La scorsa settimana, mentre alzava i tassi di un altro 0,75%, Powell ammetteva: “Abbiamo sempre saputo che ripristinare la stabilità dei prezzi, ottenendo nel contempo un aumento relativamente modesto della disoccupazione e un atterraggio morbido, sarebbe stato molto impegnativo. Nessuno sa se questo processo porterà a una recessione o, in caso affermativo, quanto sarebbe significativa tale recessione“. Ma occorre comunque riportare l’inflazione sotto controllo “perché il fallimento nel ripristinare la stabilità dei prezzi significherebbe un dolore molto più forte in seguito“.
Lato Europa. Secondo Philip Lane – capo economista della Bce e membro del comitato esecutivo, in un’intervista alla tv irlandese Rte – la Bce dovrà varare “diversi” rialzi di tassi d’interesse fra la fine dell’anno e l’inizio del prossimo, quando per l’economia dell’area euro sarà attesa una crescita piatta. Inoltre non si esclude una recessione “mite“.
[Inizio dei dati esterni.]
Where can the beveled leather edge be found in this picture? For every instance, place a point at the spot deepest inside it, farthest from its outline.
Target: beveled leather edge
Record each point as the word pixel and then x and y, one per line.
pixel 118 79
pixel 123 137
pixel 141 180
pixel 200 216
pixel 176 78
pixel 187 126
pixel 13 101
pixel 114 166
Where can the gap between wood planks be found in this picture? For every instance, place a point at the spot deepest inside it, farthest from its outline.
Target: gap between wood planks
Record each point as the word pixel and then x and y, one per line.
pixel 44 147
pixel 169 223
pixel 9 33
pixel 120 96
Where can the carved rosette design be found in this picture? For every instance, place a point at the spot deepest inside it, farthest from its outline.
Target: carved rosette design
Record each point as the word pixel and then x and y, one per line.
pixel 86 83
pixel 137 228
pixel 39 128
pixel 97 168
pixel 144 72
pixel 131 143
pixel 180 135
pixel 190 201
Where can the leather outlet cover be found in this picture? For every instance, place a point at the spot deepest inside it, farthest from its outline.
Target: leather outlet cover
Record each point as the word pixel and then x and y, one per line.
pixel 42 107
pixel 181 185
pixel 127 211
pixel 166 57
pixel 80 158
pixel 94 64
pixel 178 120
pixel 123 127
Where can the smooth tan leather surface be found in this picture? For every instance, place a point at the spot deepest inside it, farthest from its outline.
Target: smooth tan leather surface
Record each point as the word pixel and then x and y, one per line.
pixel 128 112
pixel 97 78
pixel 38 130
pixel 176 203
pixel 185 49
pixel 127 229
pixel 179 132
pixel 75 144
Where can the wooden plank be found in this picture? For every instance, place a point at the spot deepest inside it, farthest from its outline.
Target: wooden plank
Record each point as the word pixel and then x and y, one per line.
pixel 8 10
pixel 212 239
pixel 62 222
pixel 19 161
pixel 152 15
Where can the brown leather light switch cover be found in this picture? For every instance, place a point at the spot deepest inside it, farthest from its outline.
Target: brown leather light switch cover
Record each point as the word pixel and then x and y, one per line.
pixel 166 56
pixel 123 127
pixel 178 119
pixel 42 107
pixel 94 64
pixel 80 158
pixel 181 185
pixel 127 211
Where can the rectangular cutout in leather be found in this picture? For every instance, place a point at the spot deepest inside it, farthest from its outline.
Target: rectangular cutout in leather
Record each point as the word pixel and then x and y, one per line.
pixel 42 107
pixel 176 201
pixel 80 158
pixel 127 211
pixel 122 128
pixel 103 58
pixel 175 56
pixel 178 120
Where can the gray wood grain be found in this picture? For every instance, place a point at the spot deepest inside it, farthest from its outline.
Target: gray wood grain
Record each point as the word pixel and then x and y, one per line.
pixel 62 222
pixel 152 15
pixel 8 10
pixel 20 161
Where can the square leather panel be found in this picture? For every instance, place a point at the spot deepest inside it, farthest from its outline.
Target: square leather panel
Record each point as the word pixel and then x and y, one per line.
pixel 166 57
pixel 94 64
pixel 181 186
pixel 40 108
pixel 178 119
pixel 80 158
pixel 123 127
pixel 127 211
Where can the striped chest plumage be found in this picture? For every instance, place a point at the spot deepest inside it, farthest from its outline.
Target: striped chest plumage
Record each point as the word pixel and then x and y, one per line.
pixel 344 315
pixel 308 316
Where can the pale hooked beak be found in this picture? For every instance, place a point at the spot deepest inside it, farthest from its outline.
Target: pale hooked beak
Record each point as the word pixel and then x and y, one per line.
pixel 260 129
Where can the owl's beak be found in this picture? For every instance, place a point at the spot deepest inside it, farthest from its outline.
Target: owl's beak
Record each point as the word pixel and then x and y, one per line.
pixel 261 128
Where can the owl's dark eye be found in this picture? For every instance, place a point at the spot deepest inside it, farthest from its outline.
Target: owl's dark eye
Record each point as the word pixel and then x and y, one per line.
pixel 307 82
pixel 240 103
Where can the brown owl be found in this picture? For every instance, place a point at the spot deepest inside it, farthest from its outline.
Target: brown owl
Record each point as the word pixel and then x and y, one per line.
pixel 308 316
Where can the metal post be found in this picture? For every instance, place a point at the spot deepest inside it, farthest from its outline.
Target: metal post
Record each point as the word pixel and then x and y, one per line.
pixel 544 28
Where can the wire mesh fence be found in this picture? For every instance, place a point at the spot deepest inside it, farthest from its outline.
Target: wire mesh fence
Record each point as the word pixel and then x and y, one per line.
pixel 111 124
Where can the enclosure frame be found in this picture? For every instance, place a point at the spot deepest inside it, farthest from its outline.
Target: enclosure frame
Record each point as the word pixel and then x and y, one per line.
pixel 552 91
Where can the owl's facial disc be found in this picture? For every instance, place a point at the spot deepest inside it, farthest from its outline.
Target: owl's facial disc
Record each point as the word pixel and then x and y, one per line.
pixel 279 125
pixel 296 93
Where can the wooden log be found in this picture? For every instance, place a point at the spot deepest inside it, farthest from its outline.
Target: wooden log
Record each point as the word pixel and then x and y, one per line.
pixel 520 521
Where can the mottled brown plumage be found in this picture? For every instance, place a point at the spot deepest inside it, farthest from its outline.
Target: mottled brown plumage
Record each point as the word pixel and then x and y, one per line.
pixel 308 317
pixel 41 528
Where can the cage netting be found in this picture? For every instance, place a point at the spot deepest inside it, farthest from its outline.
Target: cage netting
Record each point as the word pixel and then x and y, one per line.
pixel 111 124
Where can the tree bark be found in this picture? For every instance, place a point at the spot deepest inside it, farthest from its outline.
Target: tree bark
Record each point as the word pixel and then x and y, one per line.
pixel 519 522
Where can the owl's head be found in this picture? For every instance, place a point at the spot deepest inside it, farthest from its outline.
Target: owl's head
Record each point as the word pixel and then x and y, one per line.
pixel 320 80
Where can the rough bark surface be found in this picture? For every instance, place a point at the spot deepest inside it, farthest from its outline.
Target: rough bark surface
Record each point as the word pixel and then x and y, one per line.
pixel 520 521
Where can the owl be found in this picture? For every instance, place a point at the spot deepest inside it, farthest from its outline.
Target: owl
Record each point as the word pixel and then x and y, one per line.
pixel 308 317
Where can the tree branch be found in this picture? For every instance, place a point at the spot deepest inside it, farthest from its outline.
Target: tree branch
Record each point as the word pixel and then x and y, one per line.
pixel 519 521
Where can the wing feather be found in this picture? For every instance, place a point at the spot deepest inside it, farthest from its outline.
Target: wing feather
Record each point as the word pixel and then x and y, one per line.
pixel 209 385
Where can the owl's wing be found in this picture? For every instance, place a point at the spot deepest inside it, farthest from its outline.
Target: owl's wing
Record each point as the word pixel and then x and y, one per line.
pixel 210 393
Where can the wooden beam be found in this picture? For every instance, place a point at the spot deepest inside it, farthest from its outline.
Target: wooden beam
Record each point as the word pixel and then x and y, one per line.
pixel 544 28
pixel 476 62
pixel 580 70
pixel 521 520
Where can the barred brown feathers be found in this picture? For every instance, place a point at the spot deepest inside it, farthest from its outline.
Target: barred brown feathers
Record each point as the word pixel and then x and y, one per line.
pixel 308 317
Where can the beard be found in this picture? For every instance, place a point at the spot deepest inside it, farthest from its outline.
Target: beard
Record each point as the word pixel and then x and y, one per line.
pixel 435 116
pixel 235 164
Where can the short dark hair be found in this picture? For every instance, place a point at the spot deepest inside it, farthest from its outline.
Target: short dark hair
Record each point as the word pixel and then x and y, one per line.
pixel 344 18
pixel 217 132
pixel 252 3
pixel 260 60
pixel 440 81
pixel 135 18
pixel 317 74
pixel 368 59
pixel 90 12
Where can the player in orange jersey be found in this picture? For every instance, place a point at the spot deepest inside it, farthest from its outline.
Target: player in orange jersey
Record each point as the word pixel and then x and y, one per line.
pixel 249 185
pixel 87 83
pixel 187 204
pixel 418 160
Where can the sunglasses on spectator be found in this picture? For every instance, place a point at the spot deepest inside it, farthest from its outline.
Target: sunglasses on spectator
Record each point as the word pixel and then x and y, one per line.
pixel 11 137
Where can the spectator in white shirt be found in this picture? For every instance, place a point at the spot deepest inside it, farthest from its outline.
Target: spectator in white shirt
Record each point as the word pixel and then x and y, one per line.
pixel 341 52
“Il mercato è più preoccupato per la Fed e le altre banche centrali che spingono l’economia in recessione“, spiegava la scorsa settimana Karl Haeling di Lbbw Bank. Anche perchè il vangelo di Powell ormai è divulgato da chiunque, senza contraddittori. Mathias Cormann, segretario generale dell’Ocse, ha sostenuto che le principali banche centrali del mondo devono proseguire nel loro percorso di politiche monetarie aggressive per far fronte all’impennata dell’inflazione: “È necessaria una politica monetaria più restrittiva per ripristinare la fiducia delle famiglie e delle imprese“.
Ma è giusta questa teoria, questa marcia verso una recessione decisa da autorevoli dirigenti mondiali che per mesi hanno continuato a dire che il rialzo dei prezzi era temporaneo? La stretta della Fed sta imprimendo una rialzo inarrestabile al dollaro, che torna bene rifugio in una fase pessimista visti i problemi energetici soprattutto europei e la minaccia di guerra nucleare in Ucraina. Il super biglietto verde sta abbattendo record su record: sterlina ormai sulla parità, come negli anni ’70, euro sotto la parità, come 20 anni fa, yen e yuan ai minimi da fine anni ’90. Le banche centrali di Tokyo e Pechino non seguono le sorelle occidentali e mantengono i tassi bassi. Di conseguenza le loro monete si svalutano, buona notizia per due Paesi trasformatori ed esportatori. Solo che se l’impoverimento è troppo accentuato, il rischio è che gli investimenti esteri in Giappone o in Cina lascino i rispettivi Paesi per spostarsi negli Usa, che col super dollaro può invece garantirsi importazioni più economiche, un aiutino contro l’inflazione e un potere d’acquisto superiore. Ecco perchè la Cina ha aumentato la richiesta di riserve obbligatorie delle banche, per sostenere un minimo lo yuan, mentre il governo nipponico ha addirittura comprato yen sul mercato.
La Fed fa il suo mestiere perché pensa agli americani, o almeno ci prova, sono le banche centrali soprattutto europee, Bce o Boe, che forse sbagliano a seguire la Fed. A parte il pericolo di una fuga di capitali e di aziende, c’è il grosso rischio di una stagflazione potente. In questo senso Steve Forbes, presidente di Forbes Media, lancia un Sos parlando con la Cnbc: “Oggi, sfortunatamente, non solo l’amministrazione Biden sta ponendo ostacoli per affrontare i problemi dal lato dell’offerta, ma anche la Federal Reserve e altre banche centrali pensano che sia necessario deprimere l’economia per far scendere l’inflazione”, ha affermato contestando l’idea che una recessione è l’unica soluzione per combattere l’inflazione. “Lo fanno alzando artificialmente i tassi di interesse. Quindi hanno meno persone impiegate… questa non è la vera cura. La vera cura – spiega Forbes – è stabilizzare la valuta. Non devi rendere le persone povere per vincere l’inflazione”. Anche perché, “con monete instabili, si ottengono investimenti a lungo termine meno produttivi, il che è decisivo per la crescita economica”.